I have confirmed that the neutral safety switch works. I have even jumpered the grounded side of the starter relay to the battery negative and get the same results. The issue is that I'm getting under 11 volts at the starter relay. It's weird because I can unplug the connection at the ballast or unplug the blue field wire on the alternator and the voltage will jump back up to 12 volts at the starter relay.
 
I have confirmed that the neutral safety switch works. I have even jumpered the grounded side of the starter relay to the battery negative and get the same results. The issue is that I'm getting under 11 volts at the starter relay.
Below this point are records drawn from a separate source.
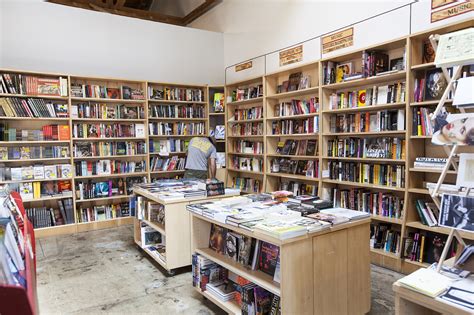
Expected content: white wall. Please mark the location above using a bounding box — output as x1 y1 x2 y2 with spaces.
191 0 414 66
0 0 224 84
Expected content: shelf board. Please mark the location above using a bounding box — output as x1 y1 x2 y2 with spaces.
323 179 405 191
196 248 280 296
267 86 319 100
195 287 242 315
406 221 474 240
71 97 145 104
76 195 130 203
370 248 400 259
370 214 403 225
323 70 406 90
323 156 405 164
267 173 319 182
267 113 319 120
0 93 69 101
72 118 145 123
0 116 69 122
323 102 406 114
226 96 263 106
71 137 146 142
323 130 406 137
142 220 166 235
74 154 147 161
227 167 264 176
0 157 71 163
74 172 148 179
148 99 207 104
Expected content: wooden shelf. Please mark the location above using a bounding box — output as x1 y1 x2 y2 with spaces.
71 97 145 104
323 70 406 90
323 179 405 191
267 113 319 120
226 97 263 106
323 102 406 114
196 248 280 296
266 86 319 100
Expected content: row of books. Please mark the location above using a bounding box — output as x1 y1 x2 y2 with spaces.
232 176 263 193
274 96 319 117
0 146 69 161
370 223 402 254
329 109 405 133
72 123 145 138
148 122 206 136
231 84 263 102
231 140 263 154
272 116 319 135
150 155 186 172
148 104 206 118
0 73 68 97
230 156 263 172
327 137 406 160
0 123 71 141
150 139 189 155
73 141 146 158
74 160 146 176
0 97 69 118
148 86 204 102
270 158 319 178
192 253 281 315
25 198 74 229
234 106 263 120
328 161 405 188
71 83 145 100
412 107 434 136
77 202 130 223
230 122 263 136
331 188 405 219
71 103 145 119
275 139 318 156
0 164 72 181
329 82 406 109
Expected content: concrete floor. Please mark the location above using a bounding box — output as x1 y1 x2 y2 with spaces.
37 226 401 315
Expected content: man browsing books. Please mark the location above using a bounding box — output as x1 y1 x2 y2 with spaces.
184 137 217 179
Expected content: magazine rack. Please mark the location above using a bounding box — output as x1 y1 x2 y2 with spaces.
0 192 38 315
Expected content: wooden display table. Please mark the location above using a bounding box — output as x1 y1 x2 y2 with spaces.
191 213 370 315
133 188 240 275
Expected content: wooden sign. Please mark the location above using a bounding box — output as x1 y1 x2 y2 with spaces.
431 0 473 23
235 60 252 72
321 27 354 54
280 45 303 67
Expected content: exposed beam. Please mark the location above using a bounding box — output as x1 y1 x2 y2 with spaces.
182 0 222 25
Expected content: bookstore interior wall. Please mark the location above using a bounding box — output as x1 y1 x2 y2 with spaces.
0 0 224 84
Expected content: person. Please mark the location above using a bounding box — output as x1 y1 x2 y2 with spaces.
184 137 217 179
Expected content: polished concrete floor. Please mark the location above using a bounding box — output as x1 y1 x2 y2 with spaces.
37 226 401 315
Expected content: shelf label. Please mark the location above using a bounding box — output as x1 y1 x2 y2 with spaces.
321 27 354 54
235 60 252 72
280 45 303 67
431 0 473 23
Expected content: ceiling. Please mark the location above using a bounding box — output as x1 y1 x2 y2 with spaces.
47 0 222 26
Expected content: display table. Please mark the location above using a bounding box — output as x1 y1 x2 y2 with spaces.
133 187 240 275
190 213 370 315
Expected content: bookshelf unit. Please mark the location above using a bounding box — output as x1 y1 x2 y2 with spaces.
264 62 321 194
225 77 266 193
147 82 211 180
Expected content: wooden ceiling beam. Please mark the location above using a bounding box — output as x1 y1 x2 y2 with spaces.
183 0 222 25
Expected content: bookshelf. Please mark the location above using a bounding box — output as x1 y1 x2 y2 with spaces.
147 82 211 181
225 77 266 193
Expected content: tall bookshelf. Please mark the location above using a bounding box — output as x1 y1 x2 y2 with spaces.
225 77 266 193
147 82 210 180
264 62 321 194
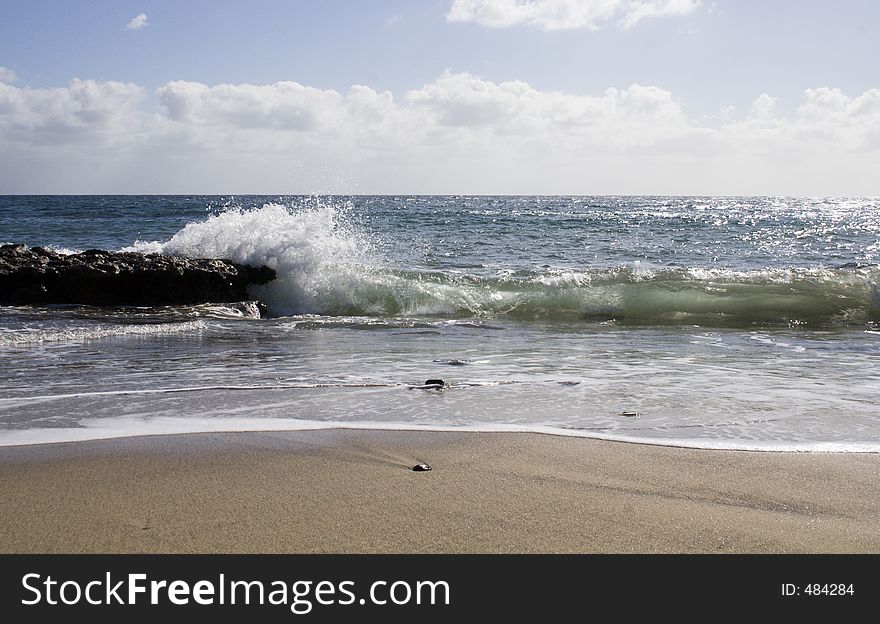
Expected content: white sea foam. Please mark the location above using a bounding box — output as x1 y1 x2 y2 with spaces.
0 321 205 347
130 203 381 315
0 416 880 453
118 199 880 326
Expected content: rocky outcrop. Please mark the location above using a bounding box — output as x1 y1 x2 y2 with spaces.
0 245 275 305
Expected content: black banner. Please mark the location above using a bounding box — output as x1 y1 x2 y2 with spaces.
0 555 880 622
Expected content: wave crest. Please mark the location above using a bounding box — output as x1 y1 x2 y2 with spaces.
127 199 880 326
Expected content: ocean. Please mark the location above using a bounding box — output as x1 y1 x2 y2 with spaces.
0 196 880 452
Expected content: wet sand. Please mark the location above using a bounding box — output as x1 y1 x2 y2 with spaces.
0 430 880 553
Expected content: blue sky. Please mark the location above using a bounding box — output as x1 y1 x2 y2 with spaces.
0 0 880 194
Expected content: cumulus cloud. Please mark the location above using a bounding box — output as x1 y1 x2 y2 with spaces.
0 65 18 84
446 0 701 30
0 71 880 194
125 13 149 30
0 79 143 144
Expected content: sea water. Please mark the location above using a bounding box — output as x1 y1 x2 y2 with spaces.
0 196 880 452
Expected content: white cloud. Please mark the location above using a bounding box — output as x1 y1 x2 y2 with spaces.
0 71 880 194
751 93 778 119
125 13 149 30
0 79 143 145
446 0 701 30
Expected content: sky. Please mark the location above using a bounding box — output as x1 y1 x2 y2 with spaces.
0 0 880 196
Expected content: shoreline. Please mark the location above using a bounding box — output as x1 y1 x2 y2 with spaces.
0 428 880 553
0 420 880 455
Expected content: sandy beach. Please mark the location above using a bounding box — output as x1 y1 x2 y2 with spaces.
0 430 880 553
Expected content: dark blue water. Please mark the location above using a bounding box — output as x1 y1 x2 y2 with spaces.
0 196 880 450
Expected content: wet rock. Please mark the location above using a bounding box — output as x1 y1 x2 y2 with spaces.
0 245 275 306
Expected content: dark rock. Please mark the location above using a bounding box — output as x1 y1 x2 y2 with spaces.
0 244 275 305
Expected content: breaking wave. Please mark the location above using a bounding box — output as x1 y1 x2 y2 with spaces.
131 203 880 326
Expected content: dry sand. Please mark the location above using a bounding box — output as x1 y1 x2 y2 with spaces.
0 430 880 553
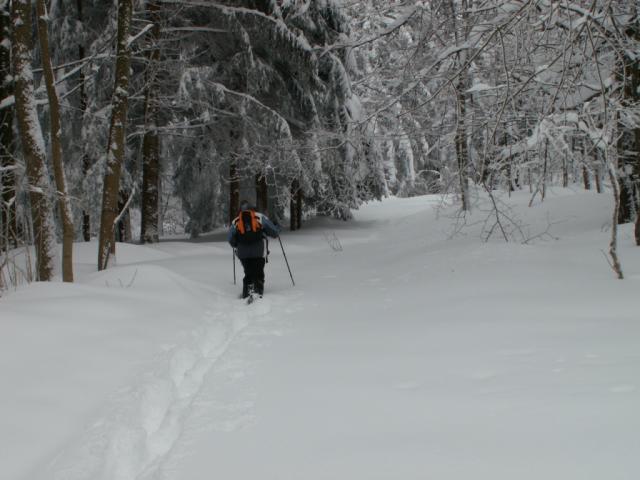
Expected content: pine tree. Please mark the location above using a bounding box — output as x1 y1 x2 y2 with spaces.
98 0 133 270
36 0 74 282
12 0 57 281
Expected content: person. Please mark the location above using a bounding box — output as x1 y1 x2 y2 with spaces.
227 200 280 298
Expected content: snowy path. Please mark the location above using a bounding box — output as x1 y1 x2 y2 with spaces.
0 192 640 480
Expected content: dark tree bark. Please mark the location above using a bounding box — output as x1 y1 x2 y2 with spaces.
229 160 240 223
76 0 91 242
98 0 133 270
289 178 302 231
617 16 640 227
36 0 74 282
256 173 269 213
11 1 57 281
140 1 160 243
0 2 18 249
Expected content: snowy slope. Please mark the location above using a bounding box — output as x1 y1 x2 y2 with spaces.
0 190 640 480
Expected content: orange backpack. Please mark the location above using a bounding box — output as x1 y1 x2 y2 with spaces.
235 210 263 245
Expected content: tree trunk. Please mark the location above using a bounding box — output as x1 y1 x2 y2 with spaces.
140 1 160 243
582 165 591 190
617 15 640 225
289 178 302 231
36 0 74 282
98 0 133 270
0 2 18 250
455 73 470 211
12 0 57 281
256 173 269 213
76 0 91 242
229 160 240 224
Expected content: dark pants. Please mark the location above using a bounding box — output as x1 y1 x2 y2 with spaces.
240 257 265 298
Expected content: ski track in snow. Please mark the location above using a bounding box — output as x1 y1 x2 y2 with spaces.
42 296 280 480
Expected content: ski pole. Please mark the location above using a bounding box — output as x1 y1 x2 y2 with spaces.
278 235 296 287
233 248 236 285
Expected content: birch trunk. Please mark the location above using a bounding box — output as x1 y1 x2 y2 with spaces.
98 0 133 270
36 0 74 282
12 0 57 281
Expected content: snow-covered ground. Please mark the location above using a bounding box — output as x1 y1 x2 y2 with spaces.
0 190 640 480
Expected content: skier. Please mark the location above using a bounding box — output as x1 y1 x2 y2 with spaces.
227 200 280 298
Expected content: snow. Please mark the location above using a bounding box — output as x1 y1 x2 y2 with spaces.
0 190 640 480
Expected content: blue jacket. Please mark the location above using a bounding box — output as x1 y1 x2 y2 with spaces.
227 212 280 260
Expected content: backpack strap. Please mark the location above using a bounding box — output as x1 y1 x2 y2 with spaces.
233 210 260 235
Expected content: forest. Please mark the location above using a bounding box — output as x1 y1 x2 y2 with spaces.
0 0 640 290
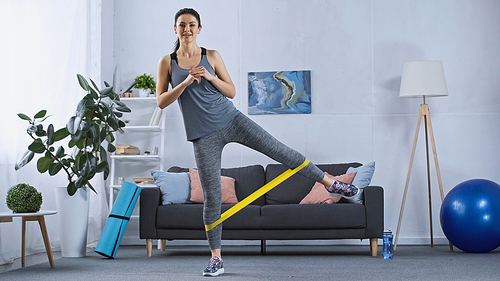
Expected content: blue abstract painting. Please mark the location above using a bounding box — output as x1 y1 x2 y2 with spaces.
248 70 311 115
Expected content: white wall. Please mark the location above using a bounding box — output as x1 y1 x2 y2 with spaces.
113 0 500 243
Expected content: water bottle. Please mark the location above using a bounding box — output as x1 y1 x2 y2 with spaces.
382 229 394 260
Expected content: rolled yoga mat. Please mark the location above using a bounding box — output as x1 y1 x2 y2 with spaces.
95 182 142 259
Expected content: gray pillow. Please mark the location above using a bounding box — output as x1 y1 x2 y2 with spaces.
343 162 375 204
151 170 191 205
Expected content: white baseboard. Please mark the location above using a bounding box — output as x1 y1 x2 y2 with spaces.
116 237 448 246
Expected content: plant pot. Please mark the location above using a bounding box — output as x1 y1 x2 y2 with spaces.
139 89 151 98
56 187 90 258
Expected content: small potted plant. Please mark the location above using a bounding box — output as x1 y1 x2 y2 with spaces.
6 183 43 213
134 73 156 97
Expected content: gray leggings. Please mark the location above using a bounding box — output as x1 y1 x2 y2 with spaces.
193 110 325 249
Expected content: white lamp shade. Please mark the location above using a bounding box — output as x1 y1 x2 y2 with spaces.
399 61 448 98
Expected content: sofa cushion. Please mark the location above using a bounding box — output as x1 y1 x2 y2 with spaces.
265 164 315 205
265 163 361 205
168 165 266 206
151 170 190 205
221 165 266 206
261 204 366 229
156 204 261 230
189 169 238 204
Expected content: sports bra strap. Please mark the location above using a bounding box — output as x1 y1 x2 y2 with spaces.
170 52 177 62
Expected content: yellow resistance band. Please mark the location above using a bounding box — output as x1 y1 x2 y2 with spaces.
205 159 309 231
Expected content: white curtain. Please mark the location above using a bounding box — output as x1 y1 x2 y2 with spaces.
0 0 105 264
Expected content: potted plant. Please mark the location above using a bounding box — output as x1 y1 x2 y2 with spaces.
134 73 156 97
15 74 133 256
5 183 43 213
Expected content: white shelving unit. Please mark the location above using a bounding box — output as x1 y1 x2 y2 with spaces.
109 97 165 212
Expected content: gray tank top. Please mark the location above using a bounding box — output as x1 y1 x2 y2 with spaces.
170 48 239 141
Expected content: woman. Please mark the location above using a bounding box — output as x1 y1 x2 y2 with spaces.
156 8 359 276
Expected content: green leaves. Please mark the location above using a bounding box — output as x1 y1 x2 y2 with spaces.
14 150 35 171
76 74 90 91
28 139 45 153
14 74 135 195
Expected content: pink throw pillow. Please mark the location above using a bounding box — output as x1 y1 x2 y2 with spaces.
299 172 356 204
189 169 238 204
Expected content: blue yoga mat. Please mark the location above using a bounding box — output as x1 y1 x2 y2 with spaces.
95 182 142 259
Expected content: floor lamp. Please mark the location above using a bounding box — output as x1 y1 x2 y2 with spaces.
394 61 448 249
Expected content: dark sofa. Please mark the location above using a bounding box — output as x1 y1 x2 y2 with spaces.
140 163 384 256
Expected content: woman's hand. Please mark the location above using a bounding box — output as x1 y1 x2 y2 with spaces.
188 66 215 84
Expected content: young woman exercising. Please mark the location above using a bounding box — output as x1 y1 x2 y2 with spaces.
156 8 359 276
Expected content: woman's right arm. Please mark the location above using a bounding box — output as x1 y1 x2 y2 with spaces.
156 55 195 109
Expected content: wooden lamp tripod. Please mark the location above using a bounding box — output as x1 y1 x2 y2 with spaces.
394 61 448 249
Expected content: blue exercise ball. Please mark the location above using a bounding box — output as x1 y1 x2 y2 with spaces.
440 179 500 253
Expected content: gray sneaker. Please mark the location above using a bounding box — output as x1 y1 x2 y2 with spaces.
326 181 360 198
203 256 224 276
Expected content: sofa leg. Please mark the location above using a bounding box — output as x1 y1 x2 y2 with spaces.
370 238 378 257
146 239 153 257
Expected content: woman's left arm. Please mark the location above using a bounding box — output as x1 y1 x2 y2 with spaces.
189 50 236 99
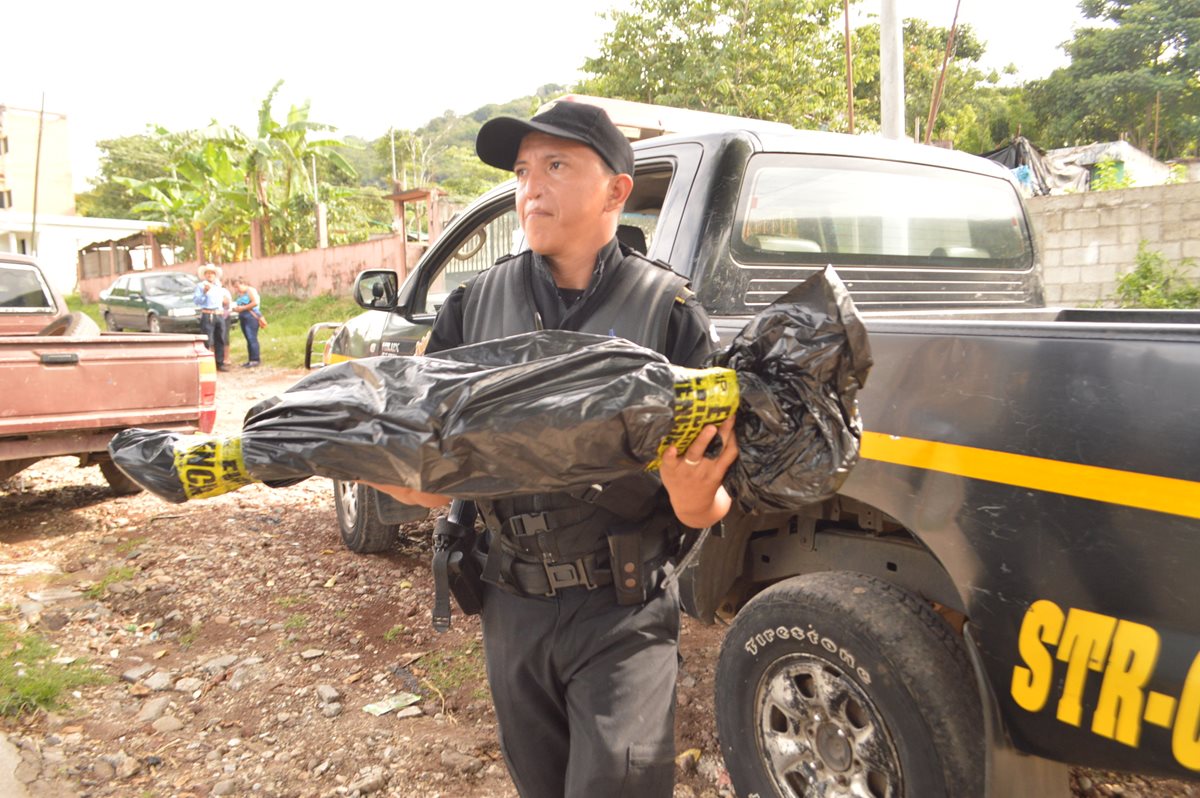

It's weird because I can unplug the connection at the ballast or unplug the blue field wire on the alternator and the voltage will jump back up to 12 volts at the starter relay.
Have you tried to crank the engine w/key when the blue wire is off the alt.
 
But I just replaced the alternator with a new powermaster alternator and it acted the same with both the old alternator and the new. I know you can get bad parts out of the box but I don't think it's the alternator itself. I think it may be the wiring in that charging circuit.
 
Forgot about the part where you replaced the alt. On my 70 charger, the blue field wire on the alt. goes to a splice that feeds one side of the ballast resistor but also goes to the voltage regulator and to the bulkhead connector. The other wire from the voltage regulator (green ) goes back to the other field term. on the alt. Your wires may be different colors on your '74 but I think this brings the voltage regulator into question.
 
Voltage drop in the ignition switch is common; you can replace the switch or install a hard start relay kit.